Although headline inflation has declined, household energy costs are expected to remain about 40% higher than before the Russian invasion of Ukraine and at least until the end 2024.

The UK has the highest inflation rate of all the G7 countries, and is higher than any other country except for Iceland and Sweden on a list that includes 23 wealthy nations for which OECD provides comparable data.

This is due in part to the UK’s dependence on imported food. The UK imports half of its food. After Brexit, the price of food may fluctuate due to higher transportation costs or any additional fees. UK supermarkets are also bound to longer-term contracts. This means that some customers have had to pay higher prices, while European supermarkets passed on lower deals.

Gas is a major source of energy in the UK, which makes it more vulnerable to price increases. Analysts say the energy price cap can create an

In Germany, the inflation rate was 2,4% in April compared to 2.3% in March.
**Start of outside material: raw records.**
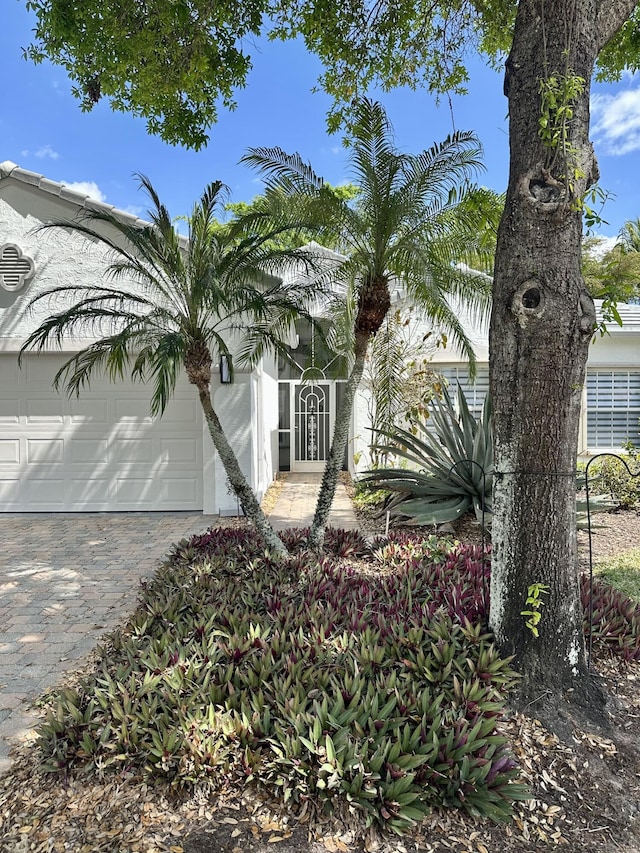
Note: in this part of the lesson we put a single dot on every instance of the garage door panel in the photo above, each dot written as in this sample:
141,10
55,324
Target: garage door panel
49,450
10,451
178,450
182,411
135,451
92,411
9,493
133,491
137,410
90,492
9,411
10,374
180,491
44,411
45,493
88,450
99,452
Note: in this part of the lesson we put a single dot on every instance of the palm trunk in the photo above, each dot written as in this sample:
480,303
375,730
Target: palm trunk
338,447
251,507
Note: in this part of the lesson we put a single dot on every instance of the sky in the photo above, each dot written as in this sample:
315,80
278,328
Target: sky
43,129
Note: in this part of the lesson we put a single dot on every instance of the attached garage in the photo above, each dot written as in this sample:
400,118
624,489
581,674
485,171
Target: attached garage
102,452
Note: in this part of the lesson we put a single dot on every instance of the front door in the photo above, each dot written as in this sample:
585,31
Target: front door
313,411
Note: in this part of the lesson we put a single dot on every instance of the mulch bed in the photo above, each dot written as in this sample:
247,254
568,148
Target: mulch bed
586,792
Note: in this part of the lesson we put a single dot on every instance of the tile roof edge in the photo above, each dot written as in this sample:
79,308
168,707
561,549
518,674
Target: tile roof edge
8,169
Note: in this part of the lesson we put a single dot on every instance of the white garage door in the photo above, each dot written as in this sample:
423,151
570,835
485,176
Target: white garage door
100,452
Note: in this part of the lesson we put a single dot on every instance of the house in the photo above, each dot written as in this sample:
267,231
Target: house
104,452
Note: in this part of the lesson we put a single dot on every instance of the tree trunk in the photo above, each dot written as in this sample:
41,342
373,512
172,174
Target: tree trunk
541,326
238,481
338,445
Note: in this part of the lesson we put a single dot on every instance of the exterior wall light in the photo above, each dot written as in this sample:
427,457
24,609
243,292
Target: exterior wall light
226,369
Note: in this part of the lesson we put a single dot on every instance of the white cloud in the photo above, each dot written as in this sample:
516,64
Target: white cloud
601,245
45,152
89,188
616,121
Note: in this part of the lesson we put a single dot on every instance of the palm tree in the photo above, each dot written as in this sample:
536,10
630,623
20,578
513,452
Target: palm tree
629,236
415,218
170,303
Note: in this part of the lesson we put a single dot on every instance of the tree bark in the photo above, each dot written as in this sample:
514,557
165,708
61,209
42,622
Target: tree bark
241,488
339,441
541,326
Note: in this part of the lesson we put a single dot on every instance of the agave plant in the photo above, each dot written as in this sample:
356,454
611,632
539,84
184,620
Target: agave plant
450,471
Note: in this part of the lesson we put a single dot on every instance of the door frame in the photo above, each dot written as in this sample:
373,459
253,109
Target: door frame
297,465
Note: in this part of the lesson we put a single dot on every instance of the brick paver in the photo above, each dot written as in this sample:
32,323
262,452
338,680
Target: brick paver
65,580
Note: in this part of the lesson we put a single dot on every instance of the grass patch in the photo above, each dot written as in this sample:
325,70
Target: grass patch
623,572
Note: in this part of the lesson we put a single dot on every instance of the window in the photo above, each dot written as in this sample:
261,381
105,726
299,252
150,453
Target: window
613,407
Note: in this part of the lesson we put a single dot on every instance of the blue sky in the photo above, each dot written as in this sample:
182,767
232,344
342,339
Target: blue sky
43,129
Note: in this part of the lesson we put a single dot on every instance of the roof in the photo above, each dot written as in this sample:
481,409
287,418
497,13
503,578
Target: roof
11,171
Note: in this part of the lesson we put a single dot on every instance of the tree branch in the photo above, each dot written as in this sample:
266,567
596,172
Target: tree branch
610,17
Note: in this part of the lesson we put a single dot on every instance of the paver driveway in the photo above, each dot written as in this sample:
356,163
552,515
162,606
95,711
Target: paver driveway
64,581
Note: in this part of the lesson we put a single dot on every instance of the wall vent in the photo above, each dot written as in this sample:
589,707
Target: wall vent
15,268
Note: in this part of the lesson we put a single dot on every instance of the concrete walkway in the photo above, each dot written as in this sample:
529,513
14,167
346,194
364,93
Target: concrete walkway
65,580
297,502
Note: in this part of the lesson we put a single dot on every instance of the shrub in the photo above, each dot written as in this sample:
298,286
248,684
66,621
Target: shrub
609,476
623,572
615,621
373,692
450,469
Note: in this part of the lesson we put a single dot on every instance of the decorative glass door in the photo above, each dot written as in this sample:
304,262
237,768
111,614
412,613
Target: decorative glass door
312,425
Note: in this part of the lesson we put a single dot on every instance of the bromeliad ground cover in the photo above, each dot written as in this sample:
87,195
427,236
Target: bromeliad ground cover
360,684
378,693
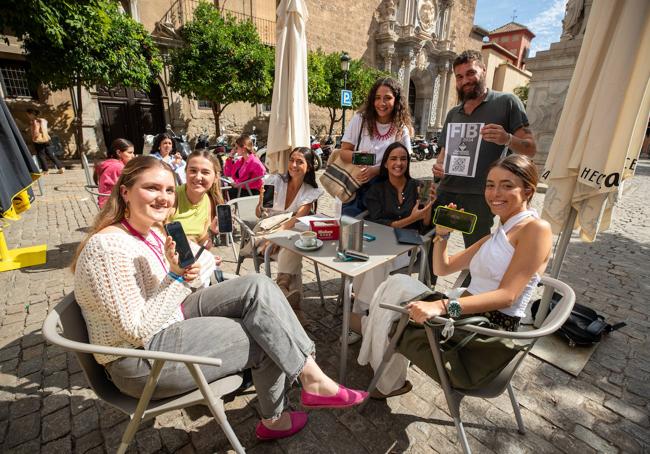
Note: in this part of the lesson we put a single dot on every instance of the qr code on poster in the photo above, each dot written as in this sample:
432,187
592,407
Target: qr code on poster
459,165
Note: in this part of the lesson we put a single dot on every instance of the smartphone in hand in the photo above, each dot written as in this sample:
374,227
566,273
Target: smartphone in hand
455,219
363,159
224,217
185,255
269,192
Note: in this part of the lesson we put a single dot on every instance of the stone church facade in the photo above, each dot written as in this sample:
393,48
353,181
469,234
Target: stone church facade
415,40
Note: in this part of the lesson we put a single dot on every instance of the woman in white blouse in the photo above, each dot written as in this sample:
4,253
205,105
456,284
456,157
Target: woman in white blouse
382,120
295,192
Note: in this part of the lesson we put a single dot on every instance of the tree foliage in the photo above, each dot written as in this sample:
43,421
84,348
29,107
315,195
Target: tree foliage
222,60
360,79
71,44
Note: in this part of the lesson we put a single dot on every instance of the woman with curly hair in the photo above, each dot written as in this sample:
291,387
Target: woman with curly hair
382,120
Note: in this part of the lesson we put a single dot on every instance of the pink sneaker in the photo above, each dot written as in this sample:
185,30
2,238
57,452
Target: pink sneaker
344,398
298,421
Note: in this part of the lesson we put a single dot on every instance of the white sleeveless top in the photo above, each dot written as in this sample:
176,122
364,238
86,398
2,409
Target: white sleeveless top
491,261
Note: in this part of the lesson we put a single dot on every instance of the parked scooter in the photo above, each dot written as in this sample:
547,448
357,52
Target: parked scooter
203,141
147,145
182,145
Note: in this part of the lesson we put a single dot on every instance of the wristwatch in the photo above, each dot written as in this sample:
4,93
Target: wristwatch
453,308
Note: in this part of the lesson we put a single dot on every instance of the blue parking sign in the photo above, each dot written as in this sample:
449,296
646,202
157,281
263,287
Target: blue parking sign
346,98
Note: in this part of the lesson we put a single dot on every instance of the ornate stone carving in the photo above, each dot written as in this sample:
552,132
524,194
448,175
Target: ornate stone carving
434,101
574,19
427,15
421,62
386,11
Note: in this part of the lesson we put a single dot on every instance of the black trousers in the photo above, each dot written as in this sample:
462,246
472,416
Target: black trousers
44,150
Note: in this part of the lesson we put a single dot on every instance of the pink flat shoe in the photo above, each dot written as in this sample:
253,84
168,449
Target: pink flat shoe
344,398
298,421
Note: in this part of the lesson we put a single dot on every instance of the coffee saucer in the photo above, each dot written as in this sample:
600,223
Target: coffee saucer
299,245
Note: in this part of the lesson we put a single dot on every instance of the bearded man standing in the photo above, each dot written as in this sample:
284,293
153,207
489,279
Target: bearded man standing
481,128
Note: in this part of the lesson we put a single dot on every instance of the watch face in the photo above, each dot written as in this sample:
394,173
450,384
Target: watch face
453,309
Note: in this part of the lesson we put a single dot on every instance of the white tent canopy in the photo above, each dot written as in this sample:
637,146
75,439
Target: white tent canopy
289,121
601,128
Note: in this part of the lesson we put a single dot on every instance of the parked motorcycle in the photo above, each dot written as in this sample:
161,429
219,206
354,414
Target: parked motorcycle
182,144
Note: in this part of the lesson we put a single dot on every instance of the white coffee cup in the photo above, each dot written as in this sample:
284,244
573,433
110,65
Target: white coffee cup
308,238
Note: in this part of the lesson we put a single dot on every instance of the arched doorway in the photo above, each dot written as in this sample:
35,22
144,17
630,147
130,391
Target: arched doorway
130,114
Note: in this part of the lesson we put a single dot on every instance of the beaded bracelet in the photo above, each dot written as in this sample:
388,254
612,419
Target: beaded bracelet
176,277
441,237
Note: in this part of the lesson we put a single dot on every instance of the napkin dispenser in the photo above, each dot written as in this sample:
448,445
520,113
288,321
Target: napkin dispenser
350,234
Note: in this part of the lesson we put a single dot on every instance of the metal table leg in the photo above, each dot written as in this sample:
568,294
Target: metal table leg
347,297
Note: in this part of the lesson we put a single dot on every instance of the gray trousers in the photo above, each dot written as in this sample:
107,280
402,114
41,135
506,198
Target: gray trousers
248,323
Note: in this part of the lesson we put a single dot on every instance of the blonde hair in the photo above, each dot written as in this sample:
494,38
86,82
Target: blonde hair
115,207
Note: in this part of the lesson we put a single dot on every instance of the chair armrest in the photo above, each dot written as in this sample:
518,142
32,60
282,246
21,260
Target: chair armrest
394,307
51,335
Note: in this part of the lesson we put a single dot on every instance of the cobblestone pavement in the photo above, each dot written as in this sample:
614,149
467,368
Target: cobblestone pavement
46,407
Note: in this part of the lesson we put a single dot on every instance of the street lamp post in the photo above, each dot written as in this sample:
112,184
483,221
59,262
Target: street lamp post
345,67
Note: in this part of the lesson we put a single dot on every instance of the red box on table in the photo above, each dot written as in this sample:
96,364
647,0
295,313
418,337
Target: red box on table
326,229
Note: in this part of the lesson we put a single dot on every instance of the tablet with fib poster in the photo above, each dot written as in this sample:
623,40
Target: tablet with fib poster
462,147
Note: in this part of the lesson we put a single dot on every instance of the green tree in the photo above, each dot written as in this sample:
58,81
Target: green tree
522,93
75,44
222,60
360,80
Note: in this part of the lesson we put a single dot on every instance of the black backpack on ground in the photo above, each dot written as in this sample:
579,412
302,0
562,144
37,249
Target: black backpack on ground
584,327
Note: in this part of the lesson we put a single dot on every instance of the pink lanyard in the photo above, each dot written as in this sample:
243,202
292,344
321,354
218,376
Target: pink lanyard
136,234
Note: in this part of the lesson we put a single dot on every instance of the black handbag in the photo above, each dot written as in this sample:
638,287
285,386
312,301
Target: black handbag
584,327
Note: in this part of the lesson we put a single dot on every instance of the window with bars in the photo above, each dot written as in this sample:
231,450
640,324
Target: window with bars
204,104
14,79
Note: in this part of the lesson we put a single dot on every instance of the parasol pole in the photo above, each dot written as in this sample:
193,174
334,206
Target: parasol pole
558,259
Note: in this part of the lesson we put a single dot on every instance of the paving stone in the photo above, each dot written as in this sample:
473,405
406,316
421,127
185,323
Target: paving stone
55,402
56,425
148,440
55,382
85,422
10,352
24,406
87,442
628,411
31,447
61,445
593,440
23,429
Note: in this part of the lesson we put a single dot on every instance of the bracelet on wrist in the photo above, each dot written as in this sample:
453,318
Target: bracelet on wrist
444,237
175,276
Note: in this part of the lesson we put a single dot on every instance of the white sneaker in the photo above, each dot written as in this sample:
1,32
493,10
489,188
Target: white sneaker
353,337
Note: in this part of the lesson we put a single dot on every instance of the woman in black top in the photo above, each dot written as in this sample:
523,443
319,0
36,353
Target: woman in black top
392,201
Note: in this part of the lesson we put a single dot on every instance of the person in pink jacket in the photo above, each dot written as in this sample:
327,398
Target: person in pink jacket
243,166
107,172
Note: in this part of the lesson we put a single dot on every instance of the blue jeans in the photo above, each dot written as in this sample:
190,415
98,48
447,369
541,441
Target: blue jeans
248,323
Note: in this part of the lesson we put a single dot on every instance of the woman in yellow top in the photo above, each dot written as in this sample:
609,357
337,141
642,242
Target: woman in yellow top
198,198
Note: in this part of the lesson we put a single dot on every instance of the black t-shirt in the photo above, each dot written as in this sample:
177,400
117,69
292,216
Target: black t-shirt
503,109
382,203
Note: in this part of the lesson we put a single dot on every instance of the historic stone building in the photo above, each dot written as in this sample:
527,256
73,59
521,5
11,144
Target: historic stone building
415,40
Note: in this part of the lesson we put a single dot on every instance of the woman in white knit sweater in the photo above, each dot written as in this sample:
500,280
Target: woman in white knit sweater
132,292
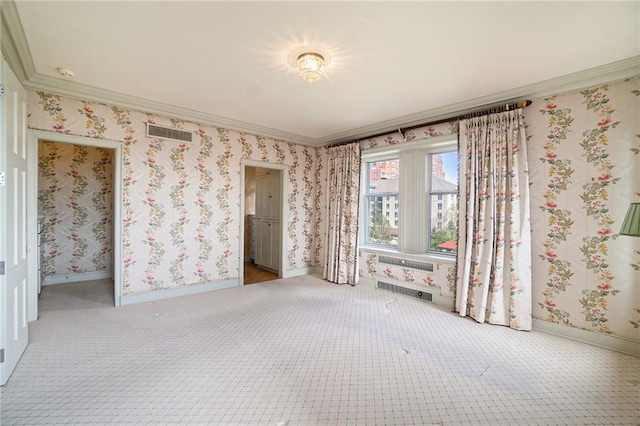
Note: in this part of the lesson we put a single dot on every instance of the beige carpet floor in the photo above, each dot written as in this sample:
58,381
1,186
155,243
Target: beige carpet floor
303,352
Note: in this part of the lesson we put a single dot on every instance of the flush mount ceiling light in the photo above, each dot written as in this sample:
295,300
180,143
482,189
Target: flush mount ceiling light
310,66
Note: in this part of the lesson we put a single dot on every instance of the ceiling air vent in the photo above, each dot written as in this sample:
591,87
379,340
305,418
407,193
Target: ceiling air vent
155,131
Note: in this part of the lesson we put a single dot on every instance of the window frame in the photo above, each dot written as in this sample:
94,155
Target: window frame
420,245
365,204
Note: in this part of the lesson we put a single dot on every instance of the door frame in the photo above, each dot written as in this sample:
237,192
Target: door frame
284,183
34,136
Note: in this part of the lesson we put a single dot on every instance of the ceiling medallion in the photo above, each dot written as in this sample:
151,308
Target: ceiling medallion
310,66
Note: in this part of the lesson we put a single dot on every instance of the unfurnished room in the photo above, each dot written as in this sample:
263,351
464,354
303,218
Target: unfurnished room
320,213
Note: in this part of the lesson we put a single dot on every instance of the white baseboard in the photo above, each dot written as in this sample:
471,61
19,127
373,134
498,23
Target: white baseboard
607,341
167,293
302,271
367,282
76,277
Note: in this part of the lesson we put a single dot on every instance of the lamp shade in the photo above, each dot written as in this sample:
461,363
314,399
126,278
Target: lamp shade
631,224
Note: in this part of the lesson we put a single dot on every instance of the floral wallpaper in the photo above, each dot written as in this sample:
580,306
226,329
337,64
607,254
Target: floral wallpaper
181,201
181,215
584,173
75,196
584,162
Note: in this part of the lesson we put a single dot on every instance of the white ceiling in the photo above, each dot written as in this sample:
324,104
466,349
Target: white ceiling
391,63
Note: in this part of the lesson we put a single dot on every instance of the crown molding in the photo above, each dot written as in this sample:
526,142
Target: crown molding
17,54
608,73
14,42
83,91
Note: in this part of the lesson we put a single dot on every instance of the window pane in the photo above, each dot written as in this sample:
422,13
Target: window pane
383,177
382,188
444,172
380,230
443,202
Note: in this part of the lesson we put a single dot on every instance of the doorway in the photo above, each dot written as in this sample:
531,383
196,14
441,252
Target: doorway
261,234
77,201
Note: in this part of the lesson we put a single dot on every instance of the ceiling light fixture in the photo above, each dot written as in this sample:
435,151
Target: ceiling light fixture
310,66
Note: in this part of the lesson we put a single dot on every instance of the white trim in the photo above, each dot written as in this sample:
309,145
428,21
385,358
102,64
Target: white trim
607,341
20,60
367,282
569,83
284,188
303,271
76,277
32,202
167,293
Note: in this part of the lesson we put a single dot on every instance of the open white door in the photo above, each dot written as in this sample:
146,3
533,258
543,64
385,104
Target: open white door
13,222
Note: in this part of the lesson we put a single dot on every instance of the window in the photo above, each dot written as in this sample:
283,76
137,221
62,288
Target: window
382,184
443,189
420,179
Meanwhile, in France, it was unchanged at 2.4%. The UK CPI would be one of the lowest rates in Europe if it dropped to less than 2% in April.

Few analysts believe that the fall in inflation will directly affect household budgets. According to the Office for Budget Responsibility, GDP will be 2% lower than expected by the end next year, which is the equivalent of £1,900 per household.

The Bank of England may have achieved its inflation target but most UK households are still likely to experience lower living standards until the recent price increases are matched by higher incomes.